Seeing Double On Yelp
Tobi O., Software Engineer
- May 27, 2015
Being able to easily find what you want on Yelp is a critical part in ensuring the best user experience. One thing that can negatively affect that experience is displaying duplicate business listings in search results, and if you use Yelp often enough, you might have run into duplicate listings yourself.
We constantly receive new business information from a variety of sources including external partners, business owners, and Yelp users. It isn’t always easy to tie different updates from different sources to the same business listing, so we sometimes mistakenly generate duplicates.

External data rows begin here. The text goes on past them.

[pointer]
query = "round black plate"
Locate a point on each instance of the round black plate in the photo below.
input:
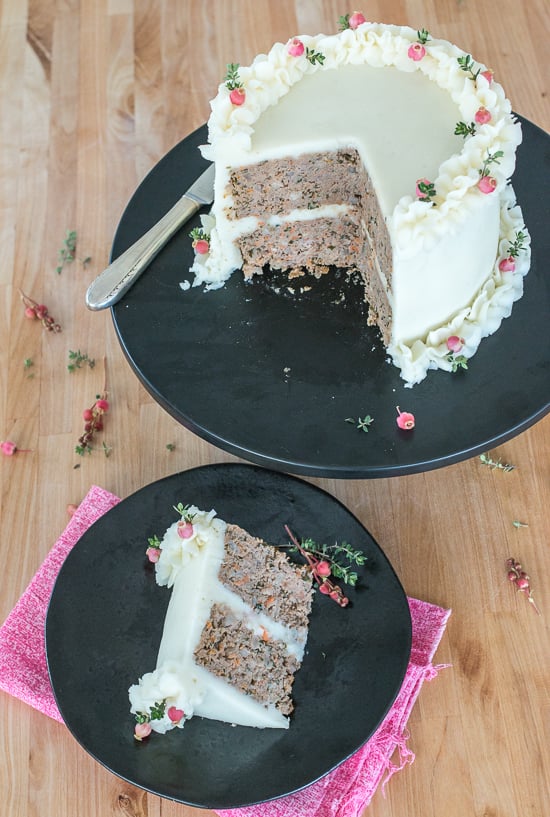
(272, 379)
(105, 621)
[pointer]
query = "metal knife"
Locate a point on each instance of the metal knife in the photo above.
(113, 282)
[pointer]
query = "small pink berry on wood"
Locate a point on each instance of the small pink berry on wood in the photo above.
(482, 116)
(356, 19)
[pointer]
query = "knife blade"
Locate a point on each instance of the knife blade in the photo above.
(111, 284)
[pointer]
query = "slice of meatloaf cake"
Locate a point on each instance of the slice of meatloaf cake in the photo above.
(235, 629)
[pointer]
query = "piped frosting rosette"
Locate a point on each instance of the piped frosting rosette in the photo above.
(484, 316)
(272, 75)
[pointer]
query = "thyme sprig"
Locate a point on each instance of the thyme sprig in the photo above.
(199, 234)
(231, 79)
(516, 246)
(485, 459)
(67, 252)
(333, 554)
(462, 129)
(184, 512)
(361, 423)
(457, 361)
(78, 359)
(492, 158)
(427, 189)
(467, 64)
(157, 712)
(314, 56)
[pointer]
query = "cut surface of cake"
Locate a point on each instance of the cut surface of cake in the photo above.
(235, 629)
(381, 150)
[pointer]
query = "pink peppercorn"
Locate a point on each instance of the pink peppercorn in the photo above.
(142, 730)
(153, 554)
(405, 419)
(507, 264)
(454, 343)
(295, 47)
(487, 184)
(323, 569)
(237, 96)
(416, 52)
(185, 530)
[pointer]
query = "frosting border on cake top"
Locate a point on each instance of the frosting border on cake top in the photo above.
(270, 76)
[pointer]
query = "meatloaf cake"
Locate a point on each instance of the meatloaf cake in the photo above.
(381, 150)
(235, 629)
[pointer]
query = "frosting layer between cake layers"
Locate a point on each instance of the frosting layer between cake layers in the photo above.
(191, 568)
(400, 115)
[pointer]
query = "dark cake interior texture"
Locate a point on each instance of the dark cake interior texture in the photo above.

Duplicates are especially bad when both listings have user-generated content as they lead to user confusion over which page is the “right” one to add a review or check-in to.
The problem of detecting and merging duplicates isn’t trivial. Merging two businesses involves moving and destroying information from multiple tables which is difficult for us to undo without significant manual effort. A pair of businesses can have slightly different names, categories, and addresses while still being duplicates, so trying to be safe by only merging exact matches isn’t good enough. On the other hand, using simple text similarity measures generates a lot of false positives by misclassifying cases like:
- two businesses that are part of the same chain and are located close to one another
- one business that is a sub-business of another (e.g. Monterey Bay Aquarium and Jellies Experience at the Monterey Bay Aquarium)

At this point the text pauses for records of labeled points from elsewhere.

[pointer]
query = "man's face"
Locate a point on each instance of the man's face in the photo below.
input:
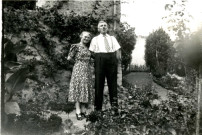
(103, 28)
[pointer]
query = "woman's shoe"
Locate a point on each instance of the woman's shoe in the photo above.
(79, 116)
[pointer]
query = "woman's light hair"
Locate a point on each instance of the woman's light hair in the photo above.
(81, 35)
(102, 21)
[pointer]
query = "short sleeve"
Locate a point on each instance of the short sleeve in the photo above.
(116, 45)
(72, 52)
(93, 45)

- a professional and the practice that they work at (e.g. Coldwell Banker and Rose Parmelee - Coldwell Banker)
The first step in our deduplication system is our Business Match service. Using a wrapper over Apache Kafka, every time a new business is created or a business’s attribute is changed, a batch that consumes messages published to the new_business and business_changed topics calls Business Match to find any potential duplicates of the affected business above a relatively low confidence threshold. Business Match works by taking partial business information (such as name, location, and phone) as input, querying Elasticsearch, reranking the results with a learned model, and returning any businesses that the model scores above a scoring threshold. If Business Match returns any results, the business pairs are added to a table of potential duplicates.

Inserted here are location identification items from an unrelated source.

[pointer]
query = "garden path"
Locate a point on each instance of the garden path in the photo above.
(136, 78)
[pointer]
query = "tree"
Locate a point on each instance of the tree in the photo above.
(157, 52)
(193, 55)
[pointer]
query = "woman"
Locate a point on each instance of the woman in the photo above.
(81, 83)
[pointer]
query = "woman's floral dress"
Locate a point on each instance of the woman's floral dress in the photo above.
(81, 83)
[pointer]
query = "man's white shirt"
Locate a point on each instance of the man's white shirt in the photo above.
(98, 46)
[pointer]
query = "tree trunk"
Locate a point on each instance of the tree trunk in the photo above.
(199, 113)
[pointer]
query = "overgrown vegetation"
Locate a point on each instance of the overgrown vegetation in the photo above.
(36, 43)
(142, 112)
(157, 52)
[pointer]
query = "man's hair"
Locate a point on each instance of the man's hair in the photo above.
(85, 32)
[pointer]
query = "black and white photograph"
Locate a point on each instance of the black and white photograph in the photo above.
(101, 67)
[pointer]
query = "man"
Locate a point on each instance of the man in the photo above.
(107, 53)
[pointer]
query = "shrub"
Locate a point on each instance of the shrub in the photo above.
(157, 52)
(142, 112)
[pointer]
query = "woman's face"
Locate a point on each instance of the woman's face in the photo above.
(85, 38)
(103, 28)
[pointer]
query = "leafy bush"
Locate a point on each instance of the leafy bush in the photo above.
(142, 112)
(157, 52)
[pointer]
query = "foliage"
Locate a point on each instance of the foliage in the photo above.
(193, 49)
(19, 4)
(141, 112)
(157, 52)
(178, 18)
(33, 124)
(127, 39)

Our User Operations team is responsible for going through pairs of businesses in the table and either merging them or marking them as not duplicates. However, the rate at which duplicates are added to the queue far outpaces the rate that humans can manually verify them which motivated us to develop a high-precision duplicate business classifier that would allow us to automatically merge duplicate pairs of businesses.
Getting Labelled Data
In order for our classifier to work, we needed to get thousands of instances of correctly labelled training data. For this, we sampled rows from our business duplicate table and created Crowdflower tasks to get crowdsourced labelings. We’ve launched public tasks as well as internal-only tasks for our User Operations team which let us easily create a gold dataset of thousands of accurately labelled business pairs. In the future, we are planning on trying an active learning approach where only data that our classifier scores with low confidence is sent to Crowdflower, which would minimize the amount of necessary human effort and allow our classifier to reach a high accuracy with a minimal number of training instances.
Our classifier takes as input a pair of businesses and generates features based on analyzing and comparing the business fields. It uses the same model (scikit_learn’s Random Forests) and many of the same basic features as Business Match like geographical distance, synonym-aware field matching, and edit distance / Jaccard similarity on text fields. In order to capture the kinds of false positives described earlier, we also added two intermediate classifiers whose output was used as features for the final classifier.
We created a named entity recognizer to detect and label business names that indicate a person (e.g. lawyers, doctors, real estate agents) in order to detect the differences between a professional and their practice or two professionals working at the same practice.
Another feature we added is a logistic regression classifier that works by running a word aligner on both business names, finding which terms occur on one or both business names, and determining how discriminative the similarities and differences between the two names are. It outputs a confidence score, the number of uncommon words that appeared in one name but not the other, and the number of uncommon words that appeared in both names, which are used as features in the duplicate classifier.
Since merges are hard to undo, false positives are costly so the focus of our classifier was on precision rather than recall. Our main evaluation metric was F0.1 score, which treats precision as 10 times more important than recall. With all of our classifier’s features, we achieved a F0.1 score of 0.966 (99.1% precision, 27.7% recall) on a held-out data set, compared to a baseline F0.1 = 0.915 (97.1% precision, 13.4% recall) for the strategy of only merging exact (name/address) matches and F0.1 = 0.9415 (96.6% precision, 26.4% recall) using only the basic Business Match feature set.
With the work done on our duplicate classifier and automatic business merging, we’ve been able to merge over 500,000 duplicate listings. However, there’s still room for improvements on deduplication. Some things slated for future work are:
- language and geographical area-specific features
- focusing deduplication efforts on high-impact duplicates (based on number of search result impressions)
- extracting our named entity and discriminative word classifiers into libraries for use in other projects With the improvements to our classifier, we hope to be able to detect merge all high confidence duplicate business listings and minimize the necessary amount of human intervention.